Abstract

Introduction: About 30% of the patients healed from breast cancer recurred with metastasis, and the lymphatic is the main path of dissemination. Usually, postrenal acute kidney failure (AKI) is a result of gynecological, urological, gastrointestinal and retroperitoneal cancer, but unusual in breast cancer. Objectives: To report the unusual metastatic behavior of the carcinoma for diagnostic elucidation. Method: Anamnesis and review of medical charts and bibliography. Results: White, female, 69-year old women being retreated for invasive ductal breast cancer, luminal B type, was hospitalized in June, 2018, with hypothesis of bronchopneumonia and AKI due to dehydration and infection. Laboratory examinations indicated urea at 75 mg/dl, creatinine at 2.56 mg/dl, sodium at 141 mmol/L, and potassium at 4.2 mmol/L. The initial conduct included antibiotics and hydration with 0.9% saline solution. Abdominal and bladder ultrasound indicated dilatation of the pelvicalyceal systems system and proximal ureters, without pointing a location and cause of obstruction; urinary bladder with conserved shape and capacity; absence of images compatible with calculi and expansive solid, cystic or complex injuries. Due to the worsened glomerular filtration rate and oliguria, a double J catheter was inserted to the left. However, there was no improvement in kidney function.
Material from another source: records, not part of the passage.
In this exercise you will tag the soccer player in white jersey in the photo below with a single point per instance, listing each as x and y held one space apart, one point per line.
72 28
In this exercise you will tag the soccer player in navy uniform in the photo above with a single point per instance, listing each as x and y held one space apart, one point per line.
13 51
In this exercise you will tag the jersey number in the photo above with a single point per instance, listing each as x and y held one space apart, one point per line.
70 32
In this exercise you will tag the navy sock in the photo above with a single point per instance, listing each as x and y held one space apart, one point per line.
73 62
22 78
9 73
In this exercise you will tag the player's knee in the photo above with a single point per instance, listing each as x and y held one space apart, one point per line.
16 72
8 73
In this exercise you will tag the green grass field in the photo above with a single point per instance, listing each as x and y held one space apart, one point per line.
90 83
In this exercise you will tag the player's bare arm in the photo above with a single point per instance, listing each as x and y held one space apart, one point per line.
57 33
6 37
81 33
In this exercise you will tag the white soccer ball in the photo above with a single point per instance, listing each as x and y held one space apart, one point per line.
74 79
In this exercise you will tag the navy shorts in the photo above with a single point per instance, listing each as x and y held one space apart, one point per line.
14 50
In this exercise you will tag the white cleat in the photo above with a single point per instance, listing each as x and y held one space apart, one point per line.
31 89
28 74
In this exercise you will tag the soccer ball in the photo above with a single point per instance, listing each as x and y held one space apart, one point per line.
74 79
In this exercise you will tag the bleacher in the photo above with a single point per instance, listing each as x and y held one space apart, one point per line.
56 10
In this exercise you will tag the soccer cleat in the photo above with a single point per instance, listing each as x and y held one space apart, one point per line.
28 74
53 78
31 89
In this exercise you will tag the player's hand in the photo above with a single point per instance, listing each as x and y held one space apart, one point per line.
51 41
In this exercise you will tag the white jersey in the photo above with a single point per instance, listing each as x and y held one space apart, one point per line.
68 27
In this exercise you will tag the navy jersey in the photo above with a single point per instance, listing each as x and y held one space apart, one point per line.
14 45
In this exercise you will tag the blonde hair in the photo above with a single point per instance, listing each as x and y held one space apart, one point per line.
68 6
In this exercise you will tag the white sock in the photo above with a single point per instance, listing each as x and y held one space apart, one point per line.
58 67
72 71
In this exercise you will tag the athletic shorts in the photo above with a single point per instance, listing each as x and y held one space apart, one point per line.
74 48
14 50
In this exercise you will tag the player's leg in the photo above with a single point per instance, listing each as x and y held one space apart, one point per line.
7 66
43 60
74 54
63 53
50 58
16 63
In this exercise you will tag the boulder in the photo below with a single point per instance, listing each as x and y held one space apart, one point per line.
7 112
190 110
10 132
Then, a nephrostomy was performed to the right, which restituted urine traffic. In February, 2019, urotomography showed dilatation of the pelvicalyceal system and right ureters to the pelvis (L5), where it became narrow, with a 1.5 cm caliber ureter obstruction; multiple metastasis in the pelvic bones and bilateral pleural effusion. A double J catheter was inserted in the right ureter through a cateter via anterograde pathway, thus recovering kidney function and comfort. After 5 months, computed tomography showed pelvic lymphadenopathy as the cause of obstruction. Currently, the patient has a metallic catheter in the right side, with good general status and on anastrozole. Conclusions: Metastatic breast cancer is still challenging and prone to complications. Therefore, its knowledge allows a better approach of patients by correlating them with more diagnostic and care possibilities.